Pattern analysis

A place to discuss the science of computers and programs, from algorithms to computability.

Formal proofs preferred.

Moderators: phlip, Larson, Moderators General, Prelates

Pattern analysis

Postby elminster » Tue Jan 17, 2012 11:09 pm UTC

Preface: I'm kinda drunk, so bear with me.

I've always wondered about the complexity of arbitrary pattern analysis. The way I'd define the solution to "the problem" is finding the simplest logical pattern which can define any given pattern within a range of data.
For example (Very basic), given the data set of 2 4 8 16 32 64, you can clearly define it as a produce of 2^n, although technically you could define it using an infinite number of infinitely complex algorithms which produce the same numbers.
My question is, can we predict the optimal structure of program and/or architecture to solve such an arbitrary pattern analysis?

I assume it's more down to the given technology, e.g. Quantum computers would obviously allow more of a particular kind of calculation compared to regular calculations.
Also note, this question was probably better thought out when sober.

edit: I guess it's kind of like the p=np problem when taking it to it's logical extremity.

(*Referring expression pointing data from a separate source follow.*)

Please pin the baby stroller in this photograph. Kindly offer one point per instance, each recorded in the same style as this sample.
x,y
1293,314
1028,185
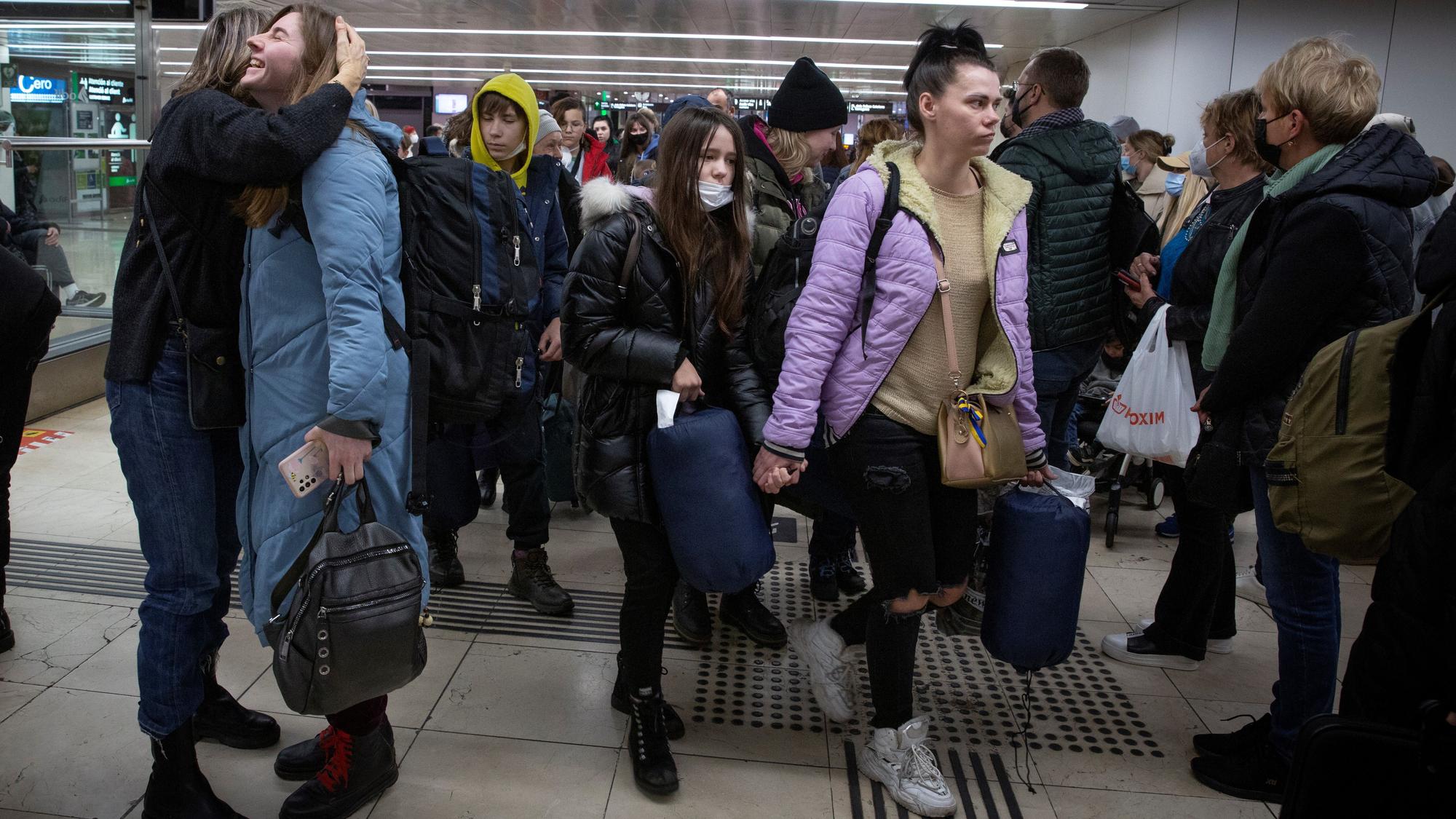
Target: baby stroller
x,y
1112,470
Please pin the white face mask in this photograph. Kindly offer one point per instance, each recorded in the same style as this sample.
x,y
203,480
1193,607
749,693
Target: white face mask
x,y
1199,159
713,194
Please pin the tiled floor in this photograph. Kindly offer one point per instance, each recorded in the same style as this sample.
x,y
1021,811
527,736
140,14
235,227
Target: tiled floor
x,y
512,719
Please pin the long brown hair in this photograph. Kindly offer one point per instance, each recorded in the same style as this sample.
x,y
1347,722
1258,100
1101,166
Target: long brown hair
x,y
318,66
222,55
714,242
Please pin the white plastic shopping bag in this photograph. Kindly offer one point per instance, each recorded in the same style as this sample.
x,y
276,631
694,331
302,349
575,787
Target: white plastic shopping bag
x,y
1150,413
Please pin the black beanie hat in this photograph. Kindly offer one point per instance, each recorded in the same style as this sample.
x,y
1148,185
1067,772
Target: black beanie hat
x,y
807,101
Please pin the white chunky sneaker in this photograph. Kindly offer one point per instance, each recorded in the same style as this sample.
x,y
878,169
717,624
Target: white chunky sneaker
x,y
831,676
1247,585
1214,647
899,759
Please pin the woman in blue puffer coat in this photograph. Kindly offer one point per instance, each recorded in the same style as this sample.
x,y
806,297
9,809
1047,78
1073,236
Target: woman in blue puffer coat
x,y
323,266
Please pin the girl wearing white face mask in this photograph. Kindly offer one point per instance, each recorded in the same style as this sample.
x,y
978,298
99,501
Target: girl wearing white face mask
x,y
1196,609
669,317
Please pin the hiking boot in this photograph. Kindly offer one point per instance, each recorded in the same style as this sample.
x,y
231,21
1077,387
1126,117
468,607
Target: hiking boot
x,y
622,701
1136,649
748,612
899,759
848,574
1214,646
223,719
1247,585
84,299
1254,772
178,788
831,675
1237,742
488,478
532,582
823,579
446,570
356,769
653,765
1168,528
7,633
304,759
691,615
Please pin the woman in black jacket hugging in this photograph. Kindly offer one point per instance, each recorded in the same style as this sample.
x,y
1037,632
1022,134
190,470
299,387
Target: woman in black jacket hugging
x,y
672,325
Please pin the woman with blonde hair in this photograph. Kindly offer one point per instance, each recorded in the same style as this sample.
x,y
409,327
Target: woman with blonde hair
x,y
1326,254
324,258
177,298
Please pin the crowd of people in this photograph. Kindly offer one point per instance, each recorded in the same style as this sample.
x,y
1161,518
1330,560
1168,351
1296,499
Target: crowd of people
x,y
1286,228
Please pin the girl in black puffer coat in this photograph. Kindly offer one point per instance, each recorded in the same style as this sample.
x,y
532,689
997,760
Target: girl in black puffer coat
x,y
670,320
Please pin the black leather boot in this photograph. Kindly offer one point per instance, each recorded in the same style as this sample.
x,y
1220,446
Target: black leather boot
x,y
304,759
746,611
691,615
178,788
653,765
356,769
446,570
622,701
223,719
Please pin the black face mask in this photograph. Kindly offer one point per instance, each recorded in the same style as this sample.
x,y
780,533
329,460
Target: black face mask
x,y
1262,143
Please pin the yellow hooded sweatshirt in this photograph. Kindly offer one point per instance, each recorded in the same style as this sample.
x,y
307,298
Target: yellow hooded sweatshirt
x,y
521,92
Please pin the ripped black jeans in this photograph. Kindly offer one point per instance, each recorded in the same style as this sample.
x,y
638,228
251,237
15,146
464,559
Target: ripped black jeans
x,y
919,537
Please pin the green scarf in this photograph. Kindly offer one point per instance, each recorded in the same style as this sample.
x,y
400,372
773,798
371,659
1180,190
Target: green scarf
x,y
1221,321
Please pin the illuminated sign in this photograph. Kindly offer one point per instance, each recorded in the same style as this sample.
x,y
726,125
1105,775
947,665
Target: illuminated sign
x,y
39,90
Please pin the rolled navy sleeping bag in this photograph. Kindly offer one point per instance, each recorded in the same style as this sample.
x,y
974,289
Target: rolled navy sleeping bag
x,y
1037,561
710,505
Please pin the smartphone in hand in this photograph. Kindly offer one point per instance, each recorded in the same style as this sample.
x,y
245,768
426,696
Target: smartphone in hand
x,y
306,470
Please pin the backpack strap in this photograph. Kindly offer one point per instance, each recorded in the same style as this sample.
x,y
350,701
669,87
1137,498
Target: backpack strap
x,y
867,283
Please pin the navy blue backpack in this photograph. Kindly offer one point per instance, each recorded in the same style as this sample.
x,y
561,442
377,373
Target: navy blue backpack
x,y
1037,561
710,506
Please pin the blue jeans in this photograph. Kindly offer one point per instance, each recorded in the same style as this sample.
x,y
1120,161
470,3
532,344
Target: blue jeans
x,y
1304,593
184,490
1059,376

Although I was thinking only a few levels of "meta" before it's logical end.
Image
elminster
 
Posts: 1383
Joined: Mon Feb 26, 2007 1:56 pm UTC
Location: London, UK, Dimensions 1 to 42.

Re: Pattern analysis

Postby Laguana » Wed Jan 18, 2012 12:07 am UTC

From a purely theoretical perspective, this reminds me of a universal AI which makes use of Kolmogorov complexity and occam's razor to try to learn how best to predict events.

Essentially, given a prefix of some input, say "a b a b a b", it guesses that the sequence was generated by the simplest Turing machine that could output it, and thus guesses how the sequence will evolve based on the behaviour of that Turing machine. In this case, the simplest turing machine which outputs "a b a b a b" might go on to output "a" next. Of course, the pattern might actually continue with a "z", but there is no reason to expect that at this point.

Re-reading your original question, it looks like you are more interested in the "magic happens" step here of determining this simplest Turing machine (or some other representation of an algorithm) that would output the sequence. One (again theoretical) way would be to enumerate all Turing machines in order of complexity, introducing a new machine and running all introduced machines one step each iteration, and stop when you find one giving the desired output. If there is a machine which generates your output, then you are guaranteed to find it in finite time!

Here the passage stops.